Continued Fractions of Harmonic Numbers

[Joshua Zucker]

On 5/27/05, Leroy Quet <qq-quet at mindspring.com> wrote:
> I am wondering about the sequence where the nth term is the lowest
> positive m where the simple continued fraction of
> sum{k=1 to m} 1/k
> has exactly n terms.
> 
> I get that the sequence starts 1, 2, 3, 6, 5,...

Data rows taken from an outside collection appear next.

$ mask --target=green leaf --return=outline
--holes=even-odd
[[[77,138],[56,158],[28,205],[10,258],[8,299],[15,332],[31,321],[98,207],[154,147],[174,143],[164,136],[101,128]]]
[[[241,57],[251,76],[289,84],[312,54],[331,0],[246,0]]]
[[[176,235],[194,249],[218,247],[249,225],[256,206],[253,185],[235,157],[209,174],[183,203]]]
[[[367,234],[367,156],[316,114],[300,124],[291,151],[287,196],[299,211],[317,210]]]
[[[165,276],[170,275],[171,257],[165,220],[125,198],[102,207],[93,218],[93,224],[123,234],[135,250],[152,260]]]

I get 1,2,3,6,5,7,8,10,14,9,18 but a(12) may not exist.
Is my algorithm working OK?  My spot checks suggest that the program is good.
 
> Is this sequence in the EIS?

I don't find it.

> Is there a term defined for every n? ie - is every number of terms
> represented among the continued fractions of harmonic numbers?
> Or are there some n's where no CF of any harmonic number has exactly n
> terms?

I find many numbers that don't seem to be present, and judging by the
rate of increase I doubt it'll come back and pick things up later. 
There's no 12, 13, 14, 22, 27, 28, ...
among the first thousand harmonic series partial sums, anyway.

> 
> Another related sequence I wonder about:
> 
> If there are a finite number of m's where, for every n, the mth harmonic
> number has exactly n terms in its CF (if there are no n's where an
> infinite number of harmonic numbers has exactly n terms in their CFs),
> then we can form the sequence of the *highest* integer m where the mth
> harmonic number has exactly n terms.

Again, the rate of growth suggests to me that the sequence never comes
back down to the small numbers, so I conjecture the obvious stuff,
1,4,3,6,5,7,11,... (also not in EIS)

Same conjecture, undefined for 12,13,14,22,27,28... (also doesn't seem
to be in EIS).

If someone wants me to get the program to spit out more terms of all
these sequences, let me know.

--Joshua Zucker